The ID3 metadata tags supports multiple options for adding the timecode information. It can be added as comments information tag within a COMM frame:

txt
ID39COMM/eng{"tc":"10:46:23:22","ut":"1530009983906"}

Or the timecode can be added into a General encapsulated object, within the GEOB frame, like this example:

txt
ID3~GEOBtapplication/xmlsubstitution.plist<?xml version="1.0" encoding="UTF-8"?>
<!DOCTYPE plist PUBLIC "-//Apple//DTD PLIST 1.0//EN" "http://www.apple.com/DTDs/PropertyList-1.0.dtd">
<plist version="1.0">
<dict>
 <key>ad-list</key>
 <array>
  <dict>
   <key>name</key>
   <string>GameClock</string>
   <key>data</key>
   <string>{             &quot;utc&quot; : &quot;1513210237367&quot;, &#x09;&#x09;&#x09;&quot;provider&quot; : &quot;atc-ltc&quot;,             &quot;dayTimeLocal&quot; : &quot;07:10 PM&quot;,             &quot;dayTimeHHMMSS&quot; : &quot;19:10:37&quot;             }</string>
  </dict>
 </array>
</dict>
</plist>

With multiple options for specifying and adding the timecode information within the ID3 tags we get better synchronisation of the data and the video. Each setup is unique, and the alignment of clock sources for video and data events is a key factor to get the synchronisation right. With the right setup, the use of ID3 tags gives frame-accurate synchronisation.
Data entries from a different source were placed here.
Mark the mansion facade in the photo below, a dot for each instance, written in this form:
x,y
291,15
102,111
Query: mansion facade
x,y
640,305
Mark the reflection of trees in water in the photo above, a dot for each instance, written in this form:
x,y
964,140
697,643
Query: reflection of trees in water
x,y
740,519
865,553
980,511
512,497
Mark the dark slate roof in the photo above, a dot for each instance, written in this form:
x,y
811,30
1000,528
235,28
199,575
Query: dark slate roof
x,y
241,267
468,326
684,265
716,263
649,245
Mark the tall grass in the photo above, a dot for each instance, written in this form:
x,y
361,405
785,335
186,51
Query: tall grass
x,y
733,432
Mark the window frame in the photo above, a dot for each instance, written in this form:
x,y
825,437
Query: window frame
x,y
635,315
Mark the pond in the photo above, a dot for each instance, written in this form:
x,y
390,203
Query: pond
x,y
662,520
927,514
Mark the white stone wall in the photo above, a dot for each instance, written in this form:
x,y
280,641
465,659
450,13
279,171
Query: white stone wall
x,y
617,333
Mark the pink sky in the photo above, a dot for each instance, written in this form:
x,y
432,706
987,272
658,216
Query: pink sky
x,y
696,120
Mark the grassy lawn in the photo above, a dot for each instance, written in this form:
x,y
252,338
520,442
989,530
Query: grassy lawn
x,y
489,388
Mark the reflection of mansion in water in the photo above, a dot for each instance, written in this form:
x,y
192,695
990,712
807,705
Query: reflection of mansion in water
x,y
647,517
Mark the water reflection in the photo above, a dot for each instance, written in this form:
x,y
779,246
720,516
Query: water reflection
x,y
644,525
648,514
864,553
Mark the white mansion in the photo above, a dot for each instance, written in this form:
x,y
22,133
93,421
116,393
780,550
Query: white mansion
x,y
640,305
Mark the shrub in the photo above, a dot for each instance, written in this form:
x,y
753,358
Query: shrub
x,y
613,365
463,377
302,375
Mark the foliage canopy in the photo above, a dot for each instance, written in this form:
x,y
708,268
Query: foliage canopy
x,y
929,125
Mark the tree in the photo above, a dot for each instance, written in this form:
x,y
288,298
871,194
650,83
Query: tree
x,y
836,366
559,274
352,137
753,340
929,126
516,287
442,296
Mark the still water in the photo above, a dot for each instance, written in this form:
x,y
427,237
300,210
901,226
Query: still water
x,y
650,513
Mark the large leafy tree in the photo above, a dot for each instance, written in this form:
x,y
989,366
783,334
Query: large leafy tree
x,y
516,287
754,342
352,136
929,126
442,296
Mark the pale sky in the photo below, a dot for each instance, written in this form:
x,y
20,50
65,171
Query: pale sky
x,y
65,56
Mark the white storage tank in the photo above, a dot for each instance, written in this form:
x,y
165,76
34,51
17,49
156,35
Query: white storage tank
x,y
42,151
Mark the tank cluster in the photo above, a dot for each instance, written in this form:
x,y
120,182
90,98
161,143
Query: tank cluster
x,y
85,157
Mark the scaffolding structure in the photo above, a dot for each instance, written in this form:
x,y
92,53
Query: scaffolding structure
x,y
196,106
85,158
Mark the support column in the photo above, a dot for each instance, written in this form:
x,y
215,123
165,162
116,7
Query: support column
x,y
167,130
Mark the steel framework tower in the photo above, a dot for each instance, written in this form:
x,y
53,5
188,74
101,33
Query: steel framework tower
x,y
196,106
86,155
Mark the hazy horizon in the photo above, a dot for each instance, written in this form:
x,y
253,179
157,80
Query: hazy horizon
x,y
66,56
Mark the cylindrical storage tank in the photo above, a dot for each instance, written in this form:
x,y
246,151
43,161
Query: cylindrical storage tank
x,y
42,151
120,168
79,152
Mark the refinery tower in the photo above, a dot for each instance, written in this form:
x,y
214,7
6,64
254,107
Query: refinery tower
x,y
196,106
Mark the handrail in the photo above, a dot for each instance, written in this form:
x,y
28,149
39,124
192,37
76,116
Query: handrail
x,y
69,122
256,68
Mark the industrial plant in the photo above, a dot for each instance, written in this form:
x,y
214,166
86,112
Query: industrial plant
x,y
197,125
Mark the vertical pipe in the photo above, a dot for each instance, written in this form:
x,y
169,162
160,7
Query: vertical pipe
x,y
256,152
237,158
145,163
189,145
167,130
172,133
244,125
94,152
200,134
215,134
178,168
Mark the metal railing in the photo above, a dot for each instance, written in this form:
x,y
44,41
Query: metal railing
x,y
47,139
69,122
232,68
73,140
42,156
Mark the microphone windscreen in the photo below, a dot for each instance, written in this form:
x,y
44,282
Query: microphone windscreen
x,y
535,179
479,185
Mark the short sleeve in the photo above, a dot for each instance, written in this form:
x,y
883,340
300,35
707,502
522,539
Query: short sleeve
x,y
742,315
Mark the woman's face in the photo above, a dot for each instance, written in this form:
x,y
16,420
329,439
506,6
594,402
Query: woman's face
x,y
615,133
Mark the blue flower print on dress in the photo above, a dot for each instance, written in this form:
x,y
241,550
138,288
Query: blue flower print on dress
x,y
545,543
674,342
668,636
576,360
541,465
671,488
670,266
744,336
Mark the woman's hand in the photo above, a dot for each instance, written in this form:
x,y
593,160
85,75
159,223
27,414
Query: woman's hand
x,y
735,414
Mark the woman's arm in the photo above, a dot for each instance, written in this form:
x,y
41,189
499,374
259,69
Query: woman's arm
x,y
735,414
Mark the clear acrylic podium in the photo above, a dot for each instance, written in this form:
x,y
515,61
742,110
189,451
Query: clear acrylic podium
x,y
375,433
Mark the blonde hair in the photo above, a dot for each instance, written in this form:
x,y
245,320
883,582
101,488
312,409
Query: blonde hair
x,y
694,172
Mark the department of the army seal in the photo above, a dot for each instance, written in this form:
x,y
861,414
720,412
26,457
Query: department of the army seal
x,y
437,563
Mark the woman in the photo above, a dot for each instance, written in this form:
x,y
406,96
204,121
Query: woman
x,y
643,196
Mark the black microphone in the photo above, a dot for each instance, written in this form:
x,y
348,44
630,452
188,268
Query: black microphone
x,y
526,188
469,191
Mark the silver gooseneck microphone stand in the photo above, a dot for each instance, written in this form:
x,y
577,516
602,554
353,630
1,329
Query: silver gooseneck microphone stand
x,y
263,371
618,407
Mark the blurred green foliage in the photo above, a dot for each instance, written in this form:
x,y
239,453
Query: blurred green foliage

Additional synchronisation solutions

If the end-to-end timecode transport cannot follow the ideal scenario, there are other synchronisation solutions, one being:

Server-side correction

If the timecode in the video stream is lost or incorrect, any new timecode added to the stream on the online video platform, or the existing incorrect timecode can be manually or automatically aligned with the original event timestamps, using a timecode offset setting on the Ease Live Server. It is a requirement to have a timecode of some sort present in the stream playing on the consumer device.

Summary

At the end of the day there are many methods that timing can be carried in the stream, all the way through to the video player.

Timecode options for HLS:

  • EXT-X-PROGRAM-DATE-TIME in the M3U8 variant playlist
  • timed ID3 tags in video segments if MPEG2-TS is used
  • timed EMSG in video segments if CMAF is used

Timecode options for DASH:

  • availabilityStartTime in the MPD manifest
  • timed metadata in InbandEventStream in the MPD manifest
  • timed EMSG in the video segments

Which method should I use?

It depends on what's supported by your streaming server, and what can be read by your video player.

Most players will support EXT-X-PROGRAM-DATE-TIME and availabilityStartTime.